Novak Djokovic est encore numéro un mondial mais sa place ne tient plus qu’à un fil. Finaliste l’an dernier à Bercy, le Serbe doit remporter le tournoi et espérer que l’Espagnol n’arrive pas en finale. Sa blessure à l’épaule n’est qu’un mauvais souvenir et il compte bien tout faire pour rester le maître du circuit.


Votre priorité est-elle d'être numéro 1 à la fin de la saison ?

Je n'y pense pas de cette manière. Rafael est dans une meilleure position au niveau de la Race. Néanmoins j'espère pouvoir sortir mon épingle du jeu. Il est vrai que je joue très bien en indoor, à Paris Londres, ici aussi mais je n'ai plus les cartes entre mes mains mais je préfère me focaliser sur mon jeu. Il faut que je joue mon meilleur jeu et voir où cela me portera. Il faut que je gagne de toute façon. Pour être numéro 1, il faut que je remporte toutes les victoires, j'en suis conscient. Et puis cela dépend aussi de lui, de sa performance mais ce type de calcul n'est jamais bon pour l'état d'esprit d'un joueur et cela nous prive de l'énergie vitale qui peut nous saper un peu notre jeu. J'essaie donc de ne pas trop y penser.

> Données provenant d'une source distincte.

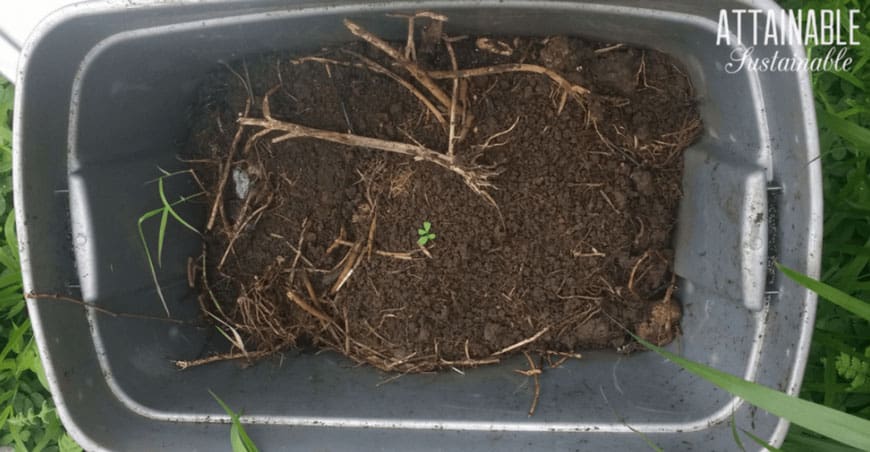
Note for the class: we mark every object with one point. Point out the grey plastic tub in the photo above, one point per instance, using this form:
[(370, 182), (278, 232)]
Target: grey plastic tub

Vous avez joué au Kazakhstan la semaine dernière avec Nadal et vous vous êtes aussi entraîné avec lui il y a quelques jours. Vous pouvez nous parler de votre relation avec lui ?
Je me suis diverti, pour tout vous dire. C'était très plaisant, c'était très intense. La concurrence était là mais de manière respectueuse. Nous avons joué aussi ensemble il y a quelques jours au Kazakhstan pour un match de charité. Nous avons passé du temps ensemble. Nous sommes des rivaux, certes mais cela ne nous empêche pas d'avoir du respect l'un pour l'autre, de se traiter de la manière qu'il convient. J'ai toujours eu ce type de relation avec Rafa, quelle que soit la trajectoire de nos carrières respectives. Parfois cela pouvait être tendu, on pouvait avoir une rivalité, mais on avait toujours du respect l'un pour l'autre. C'est vrai qu'on ne s'était pas entraînés ensemble depuis des années mais oui, c'était étrange. Quand je le vois de l'autre côté du filet, en général cela signifie que je suis en demi-finale ou en finale pour un tournoi d'envergure. Là, il s'agissait d'une séance d'entraînement. Néanmoins l'intensité était propre à un match.

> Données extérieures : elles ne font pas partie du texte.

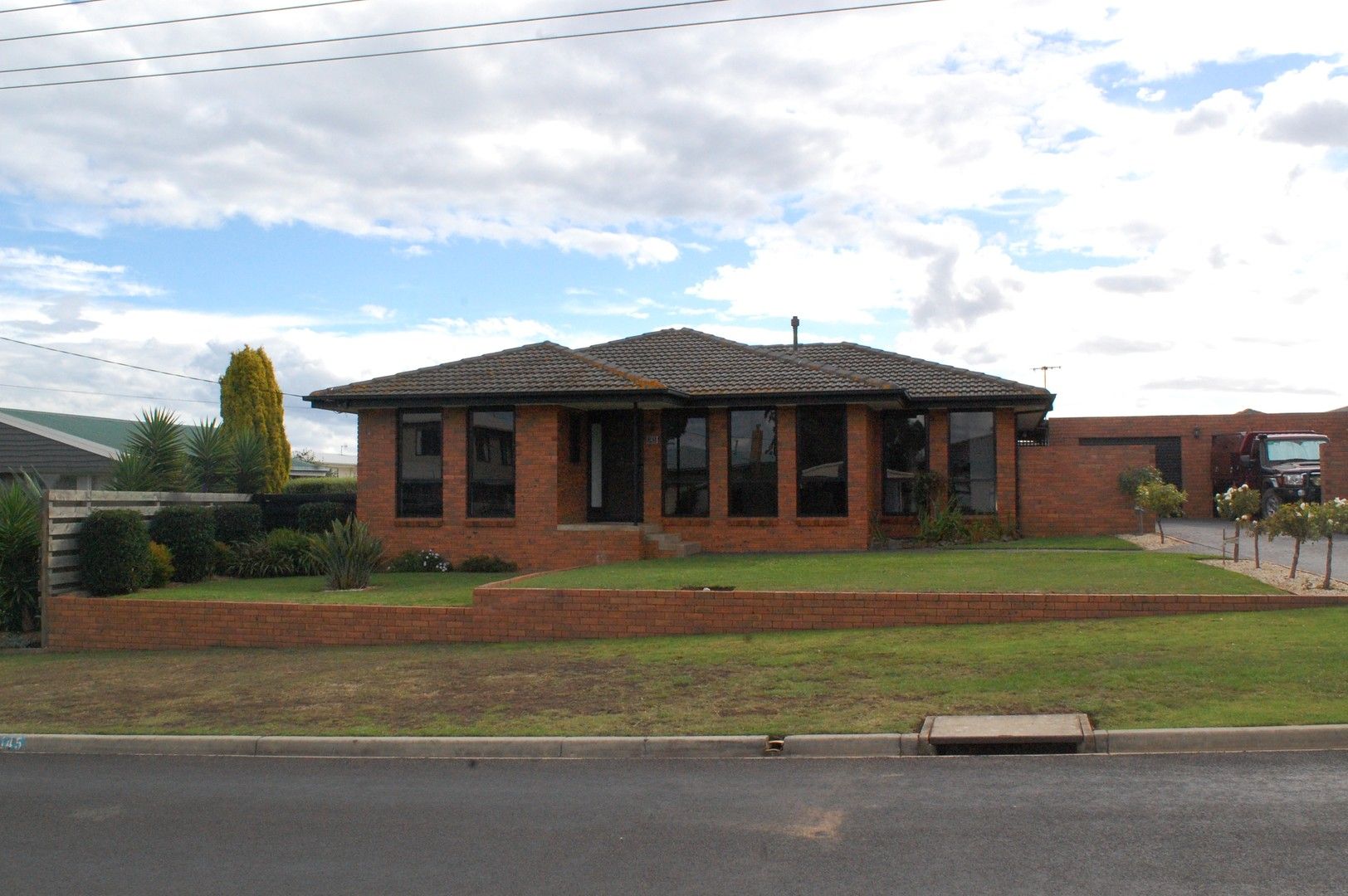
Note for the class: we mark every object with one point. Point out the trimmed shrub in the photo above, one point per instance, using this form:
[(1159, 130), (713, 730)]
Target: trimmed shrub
[(325, 485), (293, 552), (348, 554), (319, 516), (114, 552), (237, 523), (224, 558), (189, 533), (419, 562), (483, 563), (159, 569)]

Andy Murray a gagné un titre il y a une semaine, après tout ce qu'il a traversé. Quelle est votre réaction à cela ? Pensez-vous qu'il soit à nouveau un joueur dangereux pour l'année prochaine ?
Je l'espère. Pour répondre à votre deuxième question, j'espère qu'il sera en forme pour remonter aux meilleures places, parce que le tennis en ressortira meilleur, grandi. Nous sommes conscients de l'héritage énorme qu'il laisse derrière lui, qu'il peut encore laisser. Au vu de tout ce qu'il a traversé ces trois dernières années, c'est fantastique de le voir remporter un titre après tout ce temps. Lui seul connaît l'adversité à laquelle il a dû faire face, les difficultés qu'il a éprouvées au niveau physique. Je sais à quel point c'est un grand travailleur et donc je lui souhaite vraiment le meilleur.

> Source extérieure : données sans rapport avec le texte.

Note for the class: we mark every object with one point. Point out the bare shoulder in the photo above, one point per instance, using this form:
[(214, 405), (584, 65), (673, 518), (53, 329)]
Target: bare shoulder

Comment vous sentez-vous physiquement ? Comment va votre épaule gauche ? Quelles sont vos sensations ?
Comme je l'ai dit auparavant, je joue bien en indoor de manière historique. Je me réjouis donc de jouer ici à Paris. J'aime les conditions de ce tournoi. Physiquement, je me sens bien. Je n'ai pas ressenti de douleur à l'épaule gauche ni de sources d'inquiétudes physiques au cours des trois à quatre dernières semaines. Ma préparation s'est bien déroulée. J'espère simplement que j'aurai la meilleure entrée en lice possible.